Young African men who are circumcised are less likely to engage in sexual behavior that ups their chances of catching HIV, a new research by University of Illinois researchers has revealed!
Led by Nelli Westercamp, PhD., and with a grant from the Bill & Melinda Gates Foundation, the team of researchers studied voluntary medical male circumcision in Kenya between 2008 and 2010. Within the two-year window, half of the 3,186 men, ages 18-35, studied got circumcised.
All of the men were asked every six months about their sexual behaviors, whether or not they used condoms and how at-risk they thought they were for getting HIV. They were also encouraged to attend HIV testing clinics and watch educational HIV videos.
While circumcised and uncircumcised men both increased their sexual activity by the same amount during the study period, condom use increased among both groups, but engagement in risky sex behaviors did not. Those behaviors include having multiple partners and exchanging money or gifts for sex.
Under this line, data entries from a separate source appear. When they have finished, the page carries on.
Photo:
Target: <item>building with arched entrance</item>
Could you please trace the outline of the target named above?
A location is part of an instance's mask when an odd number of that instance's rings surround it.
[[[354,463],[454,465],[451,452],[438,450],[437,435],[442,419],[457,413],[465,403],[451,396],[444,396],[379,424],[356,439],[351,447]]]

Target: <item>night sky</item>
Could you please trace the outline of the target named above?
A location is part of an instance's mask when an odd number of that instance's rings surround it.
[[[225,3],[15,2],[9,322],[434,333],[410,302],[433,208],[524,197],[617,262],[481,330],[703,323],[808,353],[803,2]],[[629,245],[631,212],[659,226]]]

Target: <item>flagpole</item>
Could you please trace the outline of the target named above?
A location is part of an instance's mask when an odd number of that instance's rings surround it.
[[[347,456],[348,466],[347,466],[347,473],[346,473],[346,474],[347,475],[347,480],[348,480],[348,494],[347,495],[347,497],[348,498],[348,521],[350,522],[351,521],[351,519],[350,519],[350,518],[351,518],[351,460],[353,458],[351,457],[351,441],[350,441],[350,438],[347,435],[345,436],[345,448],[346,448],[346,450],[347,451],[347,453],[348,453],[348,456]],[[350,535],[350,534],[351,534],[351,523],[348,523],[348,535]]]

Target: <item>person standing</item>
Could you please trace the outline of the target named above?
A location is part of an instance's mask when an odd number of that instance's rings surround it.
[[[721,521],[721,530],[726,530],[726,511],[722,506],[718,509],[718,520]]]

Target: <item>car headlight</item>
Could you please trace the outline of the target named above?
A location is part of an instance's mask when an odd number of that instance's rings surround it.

The researchers also found that circumcised men thought they were at a lower risk for getting HIV than they were before they were circumcised. Before they got snipped, 30% of circumcised men thought they were at a high risk for HIV, but after, only 14% thought so. For uncircumcised men, 25% believed they were at high risk of HIV before the study, while 21% believed they were still at high risk when the study ended.
The numbers suggest that the benefits of offering circumcision outweigh the risks of doing so. Hence trying to encourage communities that have been holding back on implementing medical circumcision. The research appears in the July 21 edition of AIDS and Behavior.